Recent College Grad looking for Ideas on what to do with my degree.

You just restated what I said. Who gives a fuck if you defend the liberal arts, when they're so undervalued it's 100% dependent on internship experience, more so than anything else? The OP hasn't even said he has work experience. Considering that's something even most of our parents didn't stress or understand, I doubt it. And now, despite being perfectly suited to at least a basic desk job, s/he's in trouble.

I don't know a single history, poli sci, etc. person who was not literally given a job by a friend, their mom's boyfriend, someone who liked them at their first shitty desk job related to their major, and it was in something corporate or possibly in start-ups, like writing for copy. You don't need a plan if you are in the liberal arts. You need someone to literally give you a job, hand it to you. So why bother with the liberal arts at all?

"Otherwise you're one of thousands of kids with a history degree they got because history is cool, who are going to be really hard to employ, because no one is hiring down at the history plant." I wasn't educated to do that. Were you? If so, more power to you, a shitload of high school kids chose the major that they enjoyed, not anticipating they will be passed over for shitty receptionist jobs that don't require a bachelor's.

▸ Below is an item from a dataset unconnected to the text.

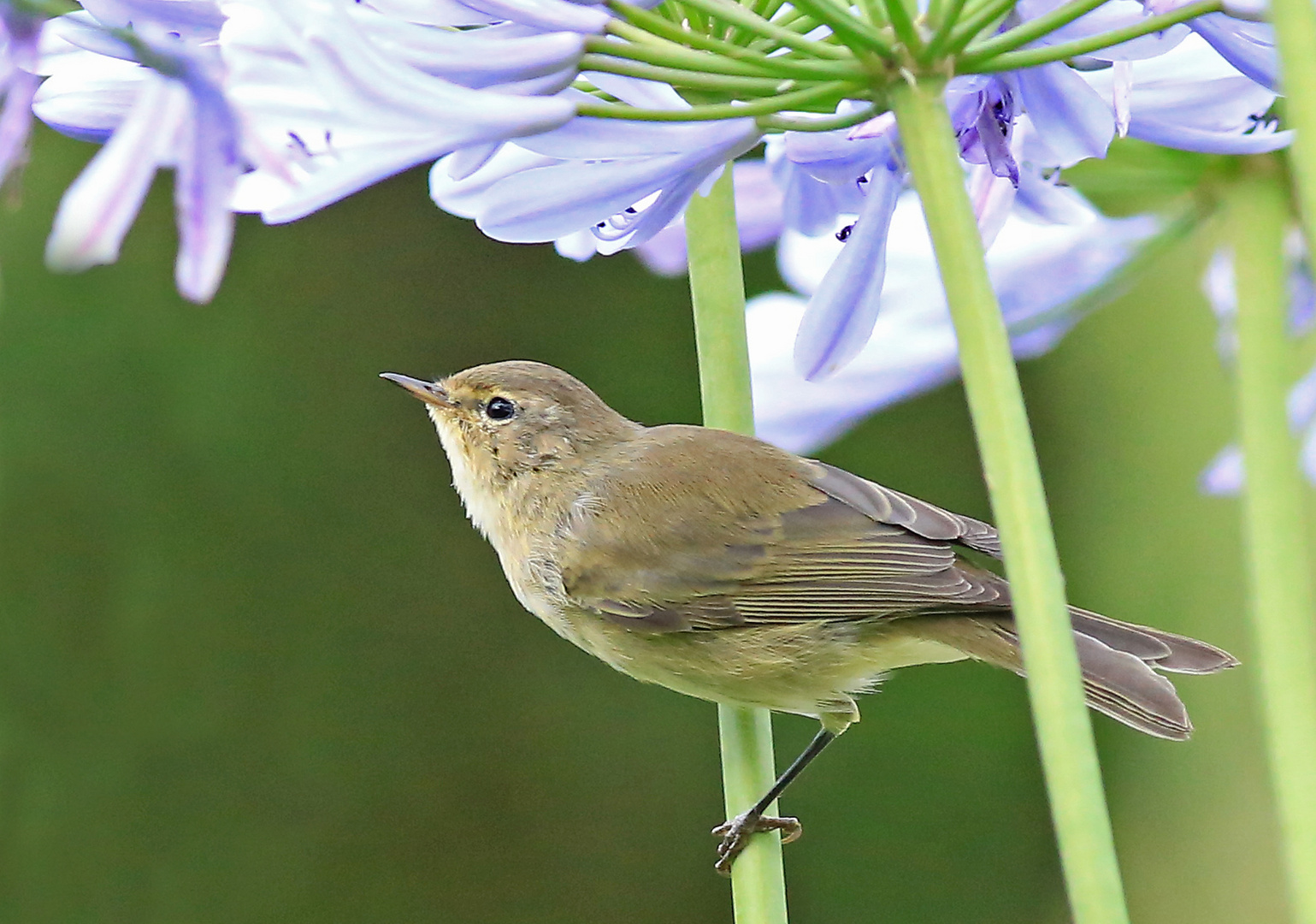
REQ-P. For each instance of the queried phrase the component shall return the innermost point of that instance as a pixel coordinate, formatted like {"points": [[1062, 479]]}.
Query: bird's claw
{"points": [[736, 833]]}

You are 100% as contemptuous of them with your bullshit "because it's cool idea". An 18 year old chooses a major because they've never been taught how to get a fucking job in the real world, the "skills" that apply to high paying jobs, and how to pursue labor, then frame it. It's not that kid's fault their degree is treated like toilet paper.

I loved my degree. It was valued by no one, including not for profits who supported causes I studied. Every job opening was senior and I was depressed/had no adult guidance during college itself, so I didn't pursue the internships that would have at least gotten me job experience when it was age appropriate. I also changed careers after going to grad school/teaching, while attending, so that was destructive. I would have settled for a desk job answering phones, not a dream one.

Every art history major I know now is working for a media group or start-up. The history majors? In not for profit development working for city government (there, OP, pursue an internship in municipal government, at least that's a start). But they started in piddling jobs that were simply platforms into networking for those jobs.

You haven't even suggested an actual paying job the OP could do, so really - so really what in God's name are you going on about? What 18 year old do you know with a "plan" about how to get a job with a history degree?